【書評】出口治明・駒崎弘樹『世界一子どもを育てやすい国にしよう』
読み終えた後に奥付を確認して驚きました。2016年に著された書籍だということに。ここに書かれた内容、提起されている問題はまだ解決されているとは言えず、むしろ遅々として進まず先送りにされている印象さえある。この6年間、日本は、政府は、企業は、国民(自分を含め)は何をしてきたのか。
子育てで取り上げらる課題のひとつと言えば「待機児童問題」が思い浮かぶかと思います。長年言われ続けているにも関わらず「待機児童ゼロ」とはほとんど耳にしない。実際には「待機児童ゼロ」と発表している自治体はあるものの実態としてはゼロではない。一定の理由で待機している児童はカウントされなかったりすので。そこで出口治明さん、駒崎弘樹さんが提案されているのが保育園の義務教育化。そして確かに!と思ったのは、「保育園では待機児童がいるけれど、小学校で待機児童はいないよね」ということ。ここに国がどこまで本気で取り組んでいるのかの姿勢が見えてくるように思えます。
じゃあ、なぜ取り組んでくれないの?となると予算編成、政策など政治が関わってくる。すると、なんで政治家は取り組んでくれないの?となると、よく言われることではありますが、票に繋がらないから。選挙の投票率をみると若者・子育て世代よりも高齢者という世代の方々の投票率の方が高い。だから、票を入れてくれる人たちの政策がどうしても先行、重要視されてしまう。どうしたらいいの?問題解決のためには?と考えると、自分たちが投票に行って政治を変えていくしかない。「政府VS市民」ではなく、より良い政府になるために市民(国民)が積極的に政治に関心をもち、選挙(投票)に行くことが子育て問題解決への一歩だと改めて勉強させられました。
海外の政策も紹介されて、日本がいかに遅れているかを痛感。もっと政治も企業も国民も子育てについて積極的に考え、支援していけるようになればいいと思う。電車内で赤ちゃんが泣いていたら怒声があがったり、舌打ちが聞こえたりするのではなく、心優しく見守っていく。むしろ「大丈夫?」「何か手伝うことはない?」と声をかけていく。そんな国民性に変わっていけたならと切に願う。

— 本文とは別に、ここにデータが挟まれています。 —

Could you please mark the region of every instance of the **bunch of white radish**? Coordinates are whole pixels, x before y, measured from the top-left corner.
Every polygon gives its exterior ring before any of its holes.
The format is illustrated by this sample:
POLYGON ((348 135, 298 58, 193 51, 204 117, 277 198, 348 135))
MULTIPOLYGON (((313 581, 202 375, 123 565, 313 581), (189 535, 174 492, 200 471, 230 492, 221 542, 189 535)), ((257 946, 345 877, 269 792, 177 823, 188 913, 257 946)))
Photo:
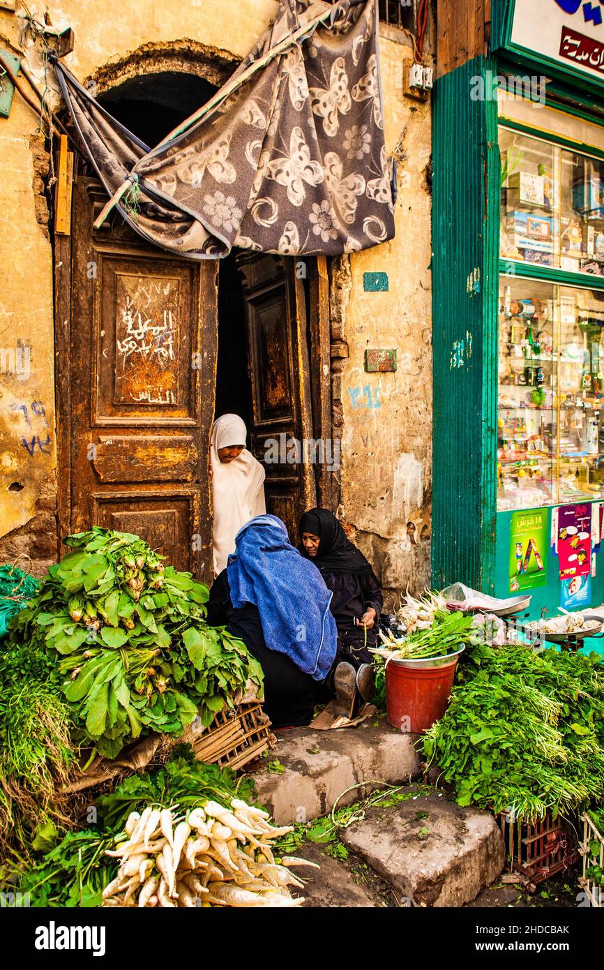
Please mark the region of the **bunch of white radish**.
POLYGON ((395 615, 404 631, 413 633, 416 630, 428 630, 433 624, 436 613, 446 609, 447 600, 442 594, 427 589, 426 596, 416 599, 407 588, 405 596, 400 596, 400 606, 395 615))
POLYGON ((270 816, 238 798, 226 808, 216 801, 177 815, 172 808, 149 806, 131 812, 117 848, 107 853, 120 859, 115 879, 103 891, 103 906, 301 906, 290 886, 304 884, 292 865, 312 865, 285 857, 277 864, 270 841, 293 831, 277 828, 270 816))

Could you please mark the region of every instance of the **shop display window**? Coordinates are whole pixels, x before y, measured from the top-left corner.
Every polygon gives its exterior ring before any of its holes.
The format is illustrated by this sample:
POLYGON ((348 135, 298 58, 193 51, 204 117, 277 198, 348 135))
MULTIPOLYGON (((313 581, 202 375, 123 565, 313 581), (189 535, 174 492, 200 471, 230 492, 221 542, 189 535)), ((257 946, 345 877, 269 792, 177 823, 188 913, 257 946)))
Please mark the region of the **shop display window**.
POLYGON ((505 127, 502 259, 604 276, 604 162, 505 127))
POLYGON ((497 508, 604 498, 604 291, 501 276, 497 508))

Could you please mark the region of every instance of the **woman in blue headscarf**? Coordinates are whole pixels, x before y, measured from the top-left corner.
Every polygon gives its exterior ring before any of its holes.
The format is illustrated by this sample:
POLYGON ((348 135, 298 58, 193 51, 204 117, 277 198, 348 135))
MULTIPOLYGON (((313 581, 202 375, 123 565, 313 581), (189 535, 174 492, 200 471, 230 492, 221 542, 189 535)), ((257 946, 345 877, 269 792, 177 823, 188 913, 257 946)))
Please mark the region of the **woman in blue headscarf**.
POLYGON ((227 627, 260 663, 274 727, 307 725, 317 687, 335 659, 332 594, 275 515, 251 519, 235 541, 211 588, 207 622, 227 627))

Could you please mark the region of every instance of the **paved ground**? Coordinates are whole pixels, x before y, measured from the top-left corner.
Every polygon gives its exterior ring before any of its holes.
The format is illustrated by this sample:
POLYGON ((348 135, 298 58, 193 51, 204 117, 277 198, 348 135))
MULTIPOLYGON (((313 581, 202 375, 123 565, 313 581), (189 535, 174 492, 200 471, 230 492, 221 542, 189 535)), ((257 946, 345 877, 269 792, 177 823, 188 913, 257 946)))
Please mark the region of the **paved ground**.
MULTIPOLYGON (((492 815, 461 808, 422 777, 414 742, 378 719, 356 728, 277 731, 277 747, 253 764, 258 800, 277 824, 297 824, 292 855, 318 862, 297 870, 307 907, 565 907, 577 905, 577 874, 529 893, 502 876, 504 846, 492 815), (379 806, 363 799, 397 787, 379 806), (359 803, 359 805, 358 805, 359 803), (324 823, 350 809, 345 827, 324 823), (314 825, 312 824, 313 820, 314 825), (307 834, 311 840, 308 839, 307 834), (324 841, 324 844, 318 844, 324 841)), ((433 780, 432 780, 433 781, 433 780)))

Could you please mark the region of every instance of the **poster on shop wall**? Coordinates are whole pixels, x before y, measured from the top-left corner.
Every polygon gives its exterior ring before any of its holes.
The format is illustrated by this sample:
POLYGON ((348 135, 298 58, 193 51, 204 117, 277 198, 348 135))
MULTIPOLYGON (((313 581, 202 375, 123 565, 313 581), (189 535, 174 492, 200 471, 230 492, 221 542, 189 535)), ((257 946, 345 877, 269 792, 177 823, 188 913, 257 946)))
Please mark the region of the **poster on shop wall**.
POLYGON ((510 523, 510 593, 547 582, 548 510, 513 512, 510 523))
POLYGON ((557 560, 560 580, 591 573, 591 504, 557 510, 557 560))
POLYGON ((591 602, 591 576, 573 576, 560 583, 562 609, 582 609, 591 602))

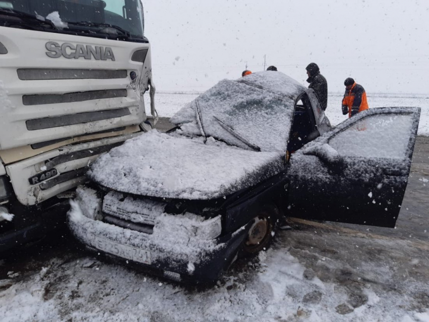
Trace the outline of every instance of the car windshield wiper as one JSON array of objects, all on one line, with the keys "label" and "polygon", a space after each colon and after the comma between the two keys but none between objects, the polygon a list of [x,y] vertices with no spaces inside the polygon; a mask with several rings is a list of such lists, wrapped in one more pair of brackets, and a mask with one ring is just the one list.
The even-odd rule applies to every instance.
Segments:
[{"label": "car windshield wiper", "polygon": [[198,103],[198,100],[195,98],[195,103],[197,105],[196,108],[196,117],[197,117],[197,123],[198,125],[198,127],[199,128],[199,131],[201,132],[201,135],[204,137],[204,143],[207,141],[207,136],[205,135],[205,132],[204,131],[204,128],[202,127],[202,117],[201,115],[201,109],[199,107],[199,104]]},{"label": "car windshield wiper", "polygon": [[[97,28],[101,28],[97,30],[98,32],[101,32],[102,33],[105,33],[108,35],[113,36],[124,36],[129,38],[131,37],[131,34],[129,32],[122,29],[119,26],[115,25],[111,25],[110,24],[105,24],[101,22],[89,22],[88,21],[79,21],[79,22],[67,22],[69,25],[73,25],[74,26],[82,26],[84,27],[92,27]],[[109,29],[112,28],[111,31],[115,30],[115,32],[109,32]]]},{"label": "car windshield wiper", "polygon": [[10,23],[12,24],[23,24],[27,26],[36,25],[48,27],[49,29],[57,29],[52,21],[49,19],[40,19],[37,18],[35,15],[31,15],[15,9],[0,8],[0,15],[18,18],[22,21],[18,22],[14,20],[13,22]]},{"label": "car windshield wiper", "polygon": [[216,121],[217,121],[218,122],[219,122],[219,124],[221,125],[221,126],[222,126],[225,130],[226,130],[228,132],[229,132],[230,133],[231,133],[231,134],[234,135],[237,139],[240,140],[243,143],[244,143],[245,144],[246,144],[246,145],[247,145],[249,147],[251,147],[252,149],[253,149],[255,151],[260,151],[260,148],[259,146],[249,142],[247,140],[246,140],[244,137],[243,137],[240,134],[239,134],[239,133],[237,133],[235,131],[234,131],[234,129],[233,129],[230,126],[227,125],[225,123],[225,122],[224,122],[222,121],[221,121],[221,120],[220,120],[217,117],[216,117],[213,115],[213,117],[215,118],[215,119],[216,119]]}]

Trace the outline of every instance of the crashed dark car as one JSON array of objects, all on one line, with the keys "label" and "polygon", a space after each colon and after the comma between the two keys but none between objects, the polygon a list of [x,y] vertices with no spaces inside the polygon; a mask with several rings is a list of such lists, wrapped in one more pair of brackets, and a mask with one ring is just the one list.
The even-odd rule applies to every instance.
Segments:
[{"label": "crashed dark car", "polygon": [[89,249],[210,282],[265,249],[283,216],[393,227],[420,110],[370,109],[331,128],[280,72],[225,80],[171,121],[101,156],[68,216]]}]

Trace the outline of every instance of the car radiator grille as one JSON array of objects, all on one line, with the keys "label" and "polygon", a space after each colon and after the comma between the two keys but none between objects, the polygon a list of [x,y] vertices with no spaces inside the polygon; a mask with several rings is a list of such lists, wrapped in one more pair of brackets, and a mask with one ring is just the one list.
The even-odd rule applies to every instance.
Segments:
[{"label": "car radiator grille", "polygon": [[135,230],[140,233],[144,233],[149,235],[152,235],[153,233],[153,227],[154,226],[153,225],[134,223],[129,220],[125,220],[110,216],[104,212],[103,213],[103,222],[104,223],[115,225],[123,228]]}]

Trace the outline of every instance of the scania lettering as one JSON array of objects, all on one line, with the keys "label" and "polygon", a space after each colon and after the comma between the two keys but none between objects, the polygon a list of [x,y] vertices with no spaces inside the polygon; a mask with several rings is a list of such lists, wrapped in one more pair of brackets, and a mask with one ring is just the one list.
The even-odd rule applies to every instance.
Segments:
[{"label": "scania lettering", "polygon": [[[74,45],[66,42],[61,46],[60,44],[53,41],[46,42],[46,48],[48,50],[46,54],[48,57],[51,58],[59,58],[62,56],[66,58],[74,58],[79,59],[83,57],[85,59],[94,59],[97,61],[106,61],[110,59],[115,61],[115,55],[113,51],[110,47],[103,48],[99,46],[95,46],[95,48],[92,46],[87,45]],[[67,48],[69,49],[68,52]]]},{"label": "scania lettering", "polygon": [[0,1],[0,252],[65,223],[88,166],[150,129],[146,92],[156,120],[143,12],[140,0]]}]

そのためには子育て支援だけではなく、働き方も変わっていく必要があるのではないでしょうか。自分自身、心に余裕がなければ他人に穏やかに接してはいけないでしょう。何かに追われている、疲れ果てている、イライラしている・・・そんな精神状態では他人のために行動を起こそう、興味を持とうとはなれない。残業の常態化、帰宅後や休日も対応に追われる、という日本の当たり前の変革を。プライベートと仕事のアンバランスを見直す。そんなきっかけを与えてくれる一書になっています。